O HI 98188 inclui três estágios de teste de qualidade da água pela Farmacopéia dos Estados Unidos (USP) 645, cinco pontos de calibração, além de registrar até 400 leituras, que podem ser verificados em um computador por meio da porta USB. O usuário pode verificar instruções para cada estágio da USP pelo mostrador do aparelho.

Medidor Portátil de Turvação e Cloro Livre/Total HI 93414

Avançado, o equipamento utiliza uma fonte de luz de tungstênio, de acordo com a EPA (Agência de Proteção Ambiental dos Estados Unidos) e um sistema ótico avançado, que permite consistentemente medições confiáveis e precisas da turvação e cloro livre ou total. Os usuários podem contar com esta precisão, especialmente em níveis muito baixos de turvação. Assim, o HI 93414 vai de encontro às exigências da EPA e métodos standards para turvação e medições de cloro.

A turvação, importante para a análise de qualidade de águas minerais, é medida até 1000 NTU e as medições de cloro livre ou total podem ser feitas em uma escala que varia de 0.00 a 5.00 mg/L (ppm). O medidor é baseado em um avançado sistema ótico que garante o desempenho elevado e de confiança nos resultados. Este sistema ótico inclui uma lâmpada de filamento do tungstênio, um detector claro dispersado e outro detector claro transmitido. Outra característica que garante um excelente desempenho do aparelho é a sua exclusiva tecnologia Calcheck, que fornece maior clareza, precisão e confiabilidade em uma análise de medição, com calibração ajustável, conforme todas as necessidades do usuário.

O HI 93414 é fornecido com cinco cubetas de amostra e tampas, três cubetas de calibração para o turbidímetro, duas cubetas de calibração para o colorímetro, embalagens de reagentes em pó para cloro livre e total, óleo de silicone, cinco suportes para tag com referências (HI 920005), tesouras, baterias (4 pcs) e adaptador AC

Medidor de pH HI 253, com parâmetro estendido, GLP e íons seletivos

Criado graças à experiência plurianual da Hanna Instruments, o aparelho proporciona medições sempre precisas, atendendo a todas as exigências de laboratório. Além das análises de pH, o HI 253 verifica o redox e mV relativo e está predisposto para desenvolver medições de íons seletivos, fornecendo os resultados diretamente em PPM.
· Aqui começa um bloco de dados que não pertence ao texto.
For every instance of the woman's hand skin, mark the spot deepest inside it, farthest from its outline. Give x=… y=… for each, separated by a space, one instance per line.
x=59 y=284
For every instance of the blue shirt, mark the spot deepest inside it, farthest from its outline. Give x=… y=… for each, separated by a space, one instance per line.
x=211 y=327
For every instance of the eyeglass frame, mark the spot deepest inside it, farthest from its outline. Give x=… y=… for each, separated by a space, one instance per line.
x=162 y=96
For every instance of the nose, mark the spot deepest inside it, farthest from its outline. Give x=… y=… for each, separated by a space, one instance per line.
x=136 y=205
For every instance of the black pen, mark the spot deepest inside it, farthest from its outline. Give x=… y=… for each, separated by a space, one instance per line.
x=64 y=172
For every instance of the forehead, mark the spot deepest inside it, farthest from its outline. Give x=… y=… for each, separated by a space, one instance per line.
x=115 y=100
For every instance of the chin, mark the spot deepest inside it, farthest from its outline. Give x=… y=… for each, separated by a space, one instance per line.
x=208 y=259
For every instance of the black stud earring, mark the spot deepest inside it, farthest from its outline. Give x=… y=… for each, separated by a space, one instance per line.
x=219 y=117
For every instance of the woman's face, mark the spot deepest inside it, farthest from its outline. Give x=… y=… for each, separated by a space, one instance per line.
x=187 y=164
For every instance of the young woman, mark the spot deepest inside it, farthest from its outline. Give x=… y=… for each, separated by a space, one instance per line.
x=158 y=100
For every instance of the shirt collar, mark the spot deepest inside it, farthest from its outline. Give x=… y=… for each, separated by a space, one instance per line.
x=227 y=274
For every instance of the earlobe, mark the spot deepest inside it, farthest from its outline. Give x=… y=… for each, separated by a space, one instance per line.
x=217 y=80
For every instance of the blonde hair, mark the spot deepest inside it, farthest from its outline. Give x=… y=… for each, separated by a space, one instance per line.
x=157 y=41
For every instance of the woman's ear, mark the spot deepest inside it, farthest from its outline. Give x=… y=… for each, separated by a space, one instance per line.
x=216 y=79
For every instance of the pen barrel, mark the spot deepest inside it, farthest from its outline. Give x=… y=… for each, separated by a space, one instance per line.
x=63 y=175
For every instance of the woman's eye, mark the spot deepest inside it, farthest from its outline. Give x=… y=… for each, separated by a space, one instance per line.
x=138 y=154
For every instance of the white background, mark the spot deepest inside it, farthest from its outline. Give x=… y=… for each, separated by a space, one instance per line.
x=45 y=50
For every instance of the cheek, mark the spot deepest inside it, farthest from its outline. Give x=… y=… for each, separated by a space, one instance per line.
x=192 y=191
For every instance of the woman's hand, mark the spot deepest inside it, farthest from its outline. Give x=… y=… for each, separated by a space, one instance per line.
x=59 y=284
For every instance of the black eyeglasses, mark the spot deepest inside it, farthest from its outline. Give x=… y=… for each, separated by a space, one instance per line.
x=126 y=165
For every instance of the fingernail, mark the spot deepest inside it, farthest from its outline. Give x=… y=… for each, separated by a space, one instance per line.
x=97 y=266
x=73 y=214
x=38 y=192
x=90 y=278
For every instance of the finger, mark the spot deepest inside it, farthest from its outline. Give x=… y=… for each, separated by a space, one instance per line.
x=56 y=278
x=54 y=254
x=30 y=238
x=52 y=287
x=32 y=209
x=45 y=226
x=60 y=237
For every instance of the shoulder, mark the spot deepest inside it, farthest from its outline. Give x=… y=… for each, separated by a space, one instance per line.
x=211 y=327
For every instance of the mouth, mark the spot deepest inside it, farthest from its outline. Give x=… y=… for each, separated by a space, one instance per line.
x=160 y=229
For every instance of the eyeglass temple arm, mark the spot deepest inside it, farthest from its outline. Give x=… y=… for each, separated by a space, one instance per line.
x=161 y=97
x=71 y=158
Com utilização para diversos segmentos, como o de água mineral, o medidor é capaz de memorizar até 50 dados que podem transferidos em um segundo momento para um computador, devido a sua memória interna não volátil. O instrumento têm também características BPL, o que permite a consulta d os dados a cada momento. O equipamento completo é fornecido com eletrodo de pH, sonda de temperatura para a compensação automática nas medições pH e soluções de calibração – todos os itens necessários para a medição imediata sem qualquer problema.

Medidor de pH / mV / ISE / Tº HI 4212, com dois canais e tela gráfica

Recomendado também para o mercado de água envasada, o aparelho HI 4212 é um instrumento de bancada com dois canais e com mostrador gráfico para a medição de pH, mV, íons seletivos e temperatura. O equipamento permite ao usuário monitorizar simultaneamente duas amostras distintas de diferentes propriedades de uma mesma solução. Outro aspecto do medidor é a sua capacidade de analisar o pH, mV e até mesmo a concentração de íons específicos, além de trabalhar ao mesmo tempo em dois canais, independentes um do outro.

No amplo mostrador gráfico com luz de fundo, é possível seguir as variações de pH, temperatura, concentração de íons específicos e potencial de óxido-redução das amostras, graças aos gráficos indicados em tempo real. O usuário também pode verificar constantemente as condições do eletrodo e os dados da última calibração.

As medições podem ser registradas de forma manual ou automática, permitindo optar-se pela resolução mais adequada (até 0.001) e mesmo ativar um dispositivo que fixa automaticamente no mostrador uma leitura estável. O HI 4212 possui uma porta USB e porta serial RS232, que gravam todos os dados registrados, bem como gráficos e dados de calibração diretamente para um computador.